Tritium is quite intriguing due to its radioactive nature and potential applications like in nuclear fusion research and as a tracer in environmental studies.

Plutonium-242

Plutonium-242 is a particular isotope of plutonium, characterized by having 94 protons and 148 neutrons (total atomic mass 242). It's a synthetic element, typically produced in nuclear reactors. Plutonium-242 undergoes alpha decay, where it releases an alpha particle. This decay process transforms plutonium-242 into uranium-238. Essential aspects of plutonium-242 include:

• Symbol: \( {}^{242} \text{Pu} \)
• 94 protons, 148 neutrons
• Undergoes alpha decay \( {}^{242}_{94}\text{Pu} \rightarrow {}^{238}_{92}\text{U} + {}^{4}_{2}\text{He} \)
• Transforms to uranium-238

Plutonium-242 showcases the shift of elements into different forms through the natural process of radioactivity.

Iodine-131

Iodine-131 is a radioactive isotope of iodine that contains 53 protons and 78 neutrons.

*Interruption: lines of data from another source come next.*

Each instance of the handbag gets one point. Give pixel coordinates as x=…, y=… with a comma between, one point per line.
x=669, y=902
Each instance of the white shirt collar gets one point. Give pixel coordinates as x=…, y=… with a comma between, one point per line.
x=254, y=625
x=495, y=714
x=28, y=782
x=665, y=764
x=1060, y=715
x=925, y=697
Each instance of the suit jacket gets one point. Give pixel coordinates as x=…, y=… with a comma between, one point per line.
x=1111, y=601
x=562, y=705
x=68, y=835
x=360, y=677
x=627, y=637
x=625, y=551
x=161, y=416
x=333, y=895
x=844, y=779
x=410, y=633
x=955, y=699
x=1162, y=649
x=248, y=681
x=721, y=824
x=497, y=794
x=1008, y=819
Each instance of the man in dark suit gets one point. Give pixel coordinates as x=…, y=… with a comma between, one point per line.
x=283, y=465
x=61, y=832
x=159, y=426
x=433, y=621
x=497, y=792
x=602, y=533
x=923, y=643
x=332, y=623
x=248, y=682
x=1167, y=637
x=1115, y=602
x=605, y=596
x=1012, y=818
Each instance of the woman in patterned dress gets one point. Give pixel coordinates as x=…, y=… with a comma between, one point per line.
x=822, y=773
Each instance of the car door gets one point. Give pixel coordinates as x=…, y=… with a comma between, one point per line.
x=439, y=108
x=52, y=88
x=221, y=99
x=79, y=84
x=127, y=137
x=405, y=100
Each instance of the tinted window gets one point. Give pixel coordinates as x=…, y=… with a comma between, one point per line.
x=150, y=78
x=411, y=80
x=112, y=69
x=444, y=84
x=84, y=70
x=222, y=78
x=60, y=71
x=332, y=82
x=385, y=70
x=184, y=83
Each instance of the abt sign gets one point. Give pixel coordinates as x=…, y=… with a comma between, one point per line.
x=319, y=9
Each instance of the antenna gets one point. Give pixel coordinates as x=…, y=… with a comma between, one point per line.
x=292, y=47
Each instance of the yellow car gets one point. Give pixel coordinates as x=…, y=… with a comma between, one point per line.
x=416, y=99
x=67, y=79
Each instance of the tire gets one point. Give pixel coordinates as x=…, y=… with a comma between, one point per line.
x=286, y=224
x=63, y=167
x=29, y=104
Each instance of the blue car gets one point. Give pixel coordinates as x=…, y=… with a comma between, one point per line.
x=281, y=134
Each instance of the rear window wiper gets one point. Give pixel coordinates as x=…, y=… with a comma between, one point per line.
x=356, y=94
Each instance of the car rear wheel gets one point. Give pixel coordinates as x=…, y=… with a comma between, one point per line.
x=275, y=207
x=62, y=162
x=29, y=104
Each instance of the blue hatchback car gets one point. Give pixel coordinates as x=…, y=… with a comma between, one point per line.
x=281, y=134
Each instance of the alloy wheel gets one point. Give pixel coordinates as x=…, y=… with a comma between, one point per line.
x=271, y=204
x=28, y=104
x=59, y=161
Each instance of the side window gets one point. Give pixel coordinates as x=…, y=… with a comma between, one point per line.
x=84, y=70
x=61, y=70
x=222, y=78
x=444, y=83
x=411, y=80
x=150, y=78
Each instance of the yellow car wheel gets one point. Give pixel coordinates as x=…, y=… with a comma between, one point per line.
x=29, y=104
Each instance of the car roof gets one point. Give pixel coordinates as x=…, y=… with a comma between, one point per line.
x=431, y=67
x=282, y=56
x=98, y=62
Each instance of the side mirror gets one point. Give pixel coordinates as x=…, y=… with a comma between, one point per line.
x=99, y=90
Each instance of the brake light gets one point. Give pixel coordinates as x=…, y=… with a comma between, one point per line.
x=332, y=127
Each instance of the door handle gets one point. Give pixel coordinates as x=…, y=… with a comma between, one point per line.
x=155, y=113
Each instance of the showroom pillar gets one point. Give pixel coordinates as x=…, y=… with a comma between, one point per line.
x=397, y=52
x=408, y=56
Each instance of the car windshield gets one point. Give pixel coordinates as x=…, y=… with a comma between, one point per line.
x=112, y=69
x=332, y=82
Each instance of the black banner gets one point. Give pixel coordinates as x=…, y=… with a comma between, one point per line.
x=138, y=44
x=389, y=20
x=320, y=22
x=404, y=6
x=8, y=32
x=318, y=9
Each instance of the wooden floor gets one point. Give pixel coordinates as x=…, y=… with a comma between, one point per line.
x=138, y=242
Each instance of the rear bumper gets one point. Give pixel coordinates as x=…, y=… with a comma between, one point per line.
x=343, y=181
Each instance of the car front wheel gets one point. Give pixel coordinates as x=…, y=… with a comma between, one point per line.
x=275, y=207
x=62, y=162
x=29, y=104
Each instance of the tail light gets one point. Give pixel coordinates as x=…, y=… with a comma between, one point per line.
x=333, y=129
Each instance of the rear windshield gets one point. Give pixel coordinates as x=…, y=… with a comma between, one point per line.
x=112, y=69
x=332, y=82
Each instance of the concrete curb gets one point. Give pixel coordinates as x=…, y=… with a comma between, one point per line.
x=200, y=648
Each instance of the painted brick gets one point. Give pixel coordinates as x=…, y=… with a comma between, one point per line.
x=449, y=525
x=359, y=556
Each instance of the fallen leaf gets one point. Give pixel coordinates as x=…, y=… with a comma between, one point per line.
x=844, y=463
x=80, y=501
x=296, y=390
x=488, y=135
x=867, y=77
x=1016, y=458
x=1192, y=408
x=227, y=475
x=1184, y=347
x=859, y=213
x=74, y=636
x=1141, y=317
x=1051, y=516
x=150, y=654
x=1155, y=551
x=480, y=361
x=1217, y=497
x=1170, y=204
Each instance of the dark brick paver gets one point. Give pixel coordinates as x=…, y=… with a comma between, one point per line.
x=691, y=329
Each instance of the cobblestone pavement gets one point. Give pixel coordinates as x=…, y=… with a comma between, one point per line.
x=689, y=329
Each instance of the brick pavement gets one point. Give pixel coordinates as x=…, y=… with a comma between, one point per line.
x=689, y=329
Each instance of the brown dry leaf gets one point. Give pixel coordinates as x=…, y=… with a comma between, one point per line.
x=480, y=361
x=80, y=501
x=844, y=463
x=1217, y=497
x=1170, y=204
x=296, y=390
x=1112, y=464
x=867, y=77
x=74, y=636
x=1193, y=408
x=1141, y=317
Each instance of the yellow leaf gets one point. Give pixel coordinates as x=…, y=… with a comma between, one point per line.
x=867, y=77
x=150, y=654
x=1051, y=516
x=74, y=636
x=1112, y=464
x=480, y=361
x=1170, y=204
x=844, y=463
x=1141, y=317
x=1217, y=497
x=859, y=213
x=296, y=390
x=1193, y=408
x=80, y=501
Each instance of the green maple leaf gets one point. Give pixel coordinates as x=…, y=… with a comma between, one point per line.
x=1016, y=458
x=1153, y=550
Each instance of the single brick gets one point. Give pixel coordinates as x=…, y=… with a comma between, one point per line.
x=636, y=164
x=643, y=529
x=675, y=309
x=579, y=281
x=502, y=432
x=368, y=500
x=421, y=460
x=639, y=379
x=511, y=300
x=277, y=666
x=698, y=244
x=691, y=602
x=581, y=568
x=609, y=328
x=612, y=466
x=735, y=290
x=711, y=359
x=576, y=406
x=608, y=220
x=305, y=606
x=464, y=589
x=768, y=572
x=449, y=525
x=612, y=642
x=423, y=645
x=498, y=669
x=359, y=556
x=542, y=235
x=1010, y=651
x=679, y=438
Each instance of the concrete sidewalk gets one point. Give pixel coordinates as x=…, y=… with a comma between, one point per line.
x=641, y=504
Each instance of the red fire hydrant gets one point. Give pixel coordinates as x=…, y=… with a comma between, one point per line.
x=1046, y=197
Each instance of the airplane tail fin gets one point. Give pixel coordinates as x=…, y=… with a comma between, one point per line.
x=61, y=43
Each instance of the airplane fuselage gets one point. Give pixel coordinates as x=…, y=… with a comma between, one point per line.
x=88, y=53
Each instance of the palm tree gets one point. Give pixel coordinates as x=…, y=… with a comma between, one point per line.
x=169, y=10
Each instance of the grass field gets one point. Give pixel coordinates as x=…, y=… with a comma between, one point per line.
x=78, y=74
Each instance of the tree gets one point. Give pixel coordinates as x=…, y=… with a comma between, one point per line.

Often used in medical applications, particularly in the treatment and imaging of thyroid issues, iodine-131 undergoes beta decay. During this process, a neutron converts into a proton, resulting in the creation of xenon-131, a non-radioactive element. The details of iodine-131 include:

• Symbol: \( {}^{131} \text{I} \)
• 53 protons, 78 neutrons
• Undergoes beta decay \( {}^{131}_{53}\text{I} \rightarrow {}^{131}_{54}\text{Xe} + \beta^- + \bar{u}_e \)
• Transforms into xenon-131

The utilization of iodine-131 in medicine is a pioneering example of harnessing natural radioactive processes for beneficial human health applications.